Kenneth Hixson khixson@nu-world.com
Sun, 01 Jun 2003 21:47:58 PDT
Dear members:  As Mary Sue mentioned, she and I have been trying 
to identify what I called "Dichlostemma pulchellum" in my post.
I've keyed this out several times, and came up with different names.
None of the keys really seem to apply to my plants, which flower in
an umbel, not a raceme.  This character may well vary with environment, 
but here I've never seen anything but an umbel.  This is most easily seen 
after the flowers fall, so feel free to wait to see what your plants are.  
	I finally went to "A Flora of the Pacific Northwest" by
Hitchcock and Cronquest.  They lump Brodia, Dichlostemma, and Tritelia
in one key and call everything "Brodia".  They give "Brodia congesta"
as having a subcapitate umbel, with all pedicels less than 10mm.
The "filament crown" is listed by Hitchcock and Cronquist as a staminode.  
I have problems with either terminology, because the "staminode" grows 
directly from the tube of the flower, not from a threadlike filament.
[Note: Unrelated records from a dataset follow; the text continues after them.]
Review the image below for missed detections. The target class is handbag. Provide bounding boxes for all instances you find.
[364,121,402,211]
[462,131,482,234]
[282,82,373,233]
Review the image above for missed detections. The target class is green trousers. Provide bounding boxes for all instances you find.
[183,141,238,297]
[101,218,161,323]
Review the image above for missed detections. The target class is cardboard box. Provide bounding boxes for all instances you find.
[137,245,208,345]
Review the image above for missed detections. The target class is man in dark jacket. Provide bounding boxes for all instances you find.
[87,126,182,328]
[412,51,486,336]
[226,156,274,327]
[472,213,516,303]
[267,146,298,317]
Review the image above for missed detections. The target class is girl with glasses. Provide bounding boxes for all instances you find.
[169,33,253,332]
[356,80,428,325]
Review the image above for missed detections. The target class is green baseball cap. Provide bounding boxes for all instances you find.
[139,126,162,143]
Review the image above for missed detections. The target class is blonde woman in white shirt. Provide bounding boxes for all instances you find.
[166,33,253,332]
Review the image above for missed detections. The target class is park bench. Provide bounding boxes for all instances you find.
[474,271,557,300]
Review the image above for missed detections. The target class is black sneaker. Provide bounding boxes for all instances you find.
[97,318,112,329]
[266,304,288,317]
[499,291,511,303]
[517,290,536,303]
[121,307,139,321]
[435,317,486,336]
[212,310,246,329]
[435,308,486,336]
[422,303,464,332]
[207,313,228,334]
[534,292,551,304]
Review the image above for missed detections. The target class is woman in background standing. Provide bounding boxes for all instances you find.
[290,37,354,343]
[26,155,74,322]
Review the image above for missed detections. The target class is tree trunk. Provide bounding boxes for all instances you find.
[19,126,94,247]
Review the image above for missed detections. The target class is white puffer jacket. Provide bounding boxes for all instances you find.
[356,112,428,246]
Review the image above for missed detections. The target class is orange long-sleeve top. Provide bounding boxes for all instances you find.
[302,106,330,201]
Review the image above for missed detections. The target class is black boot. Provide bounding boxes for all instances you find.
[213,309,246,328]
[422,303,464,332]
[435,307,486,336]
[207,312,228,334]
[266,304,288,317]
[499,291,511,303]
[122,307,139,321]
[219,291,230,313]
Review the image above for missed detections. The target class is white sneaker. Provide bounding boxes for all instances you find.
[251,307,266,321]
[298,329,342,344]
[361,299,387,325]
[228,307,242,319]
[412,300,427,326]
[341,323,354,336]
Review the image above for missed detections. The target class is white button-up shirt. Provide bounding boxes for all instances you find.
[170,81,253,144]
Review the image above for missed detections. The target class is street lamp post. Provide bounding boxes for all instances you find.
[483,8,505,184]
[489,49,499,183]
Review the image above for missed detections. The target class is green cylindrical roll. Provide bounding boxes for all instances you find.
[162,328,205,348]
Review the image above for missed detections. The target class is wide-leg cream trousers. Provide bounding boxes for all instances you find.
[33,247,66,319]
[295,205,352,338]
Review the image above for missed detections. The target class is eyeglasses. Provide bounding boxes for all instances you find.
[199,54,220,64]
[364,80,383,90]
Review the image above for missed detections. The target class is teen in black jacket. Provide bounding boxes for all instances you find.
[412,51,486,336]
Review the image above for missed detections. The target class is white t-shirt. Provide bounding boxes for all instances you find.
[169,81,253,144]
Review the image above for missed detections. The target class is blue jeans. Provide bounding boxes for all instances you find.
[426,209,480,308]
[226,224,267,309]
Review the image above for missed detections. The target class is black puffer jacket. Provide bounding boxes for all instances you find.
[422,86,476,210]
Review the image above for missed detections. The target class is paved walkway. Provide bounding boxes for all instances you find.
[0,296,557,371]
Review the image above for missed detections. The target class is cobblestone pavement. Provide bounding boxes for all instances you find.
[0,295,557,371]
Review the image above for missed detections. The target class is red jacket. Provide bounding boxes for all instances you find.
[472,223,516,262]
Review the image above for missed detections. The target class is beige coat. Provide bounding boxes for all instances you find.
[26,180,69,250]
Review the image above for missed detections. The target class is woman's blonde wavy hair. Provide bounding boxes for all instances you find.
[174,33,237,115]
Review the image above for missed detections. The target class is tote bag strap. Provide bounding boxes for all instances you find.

	Be that as it may, my plants are most like the pictures on the
Wiki of Dichlostemma congesta.  I'd say the flowers are constricted
at the throat, not "slightly constricted".  I haven't tried to measure
but estimate the throat is about half the diameter of the tube around
the ovary.  The stems of my plants are rigidly erect, not curved or
twisted.  Height in the clump varies from about a foot to 3' at the
base of the umbel.  From a distance, the variation in height is one of
the most obvious things about the plants.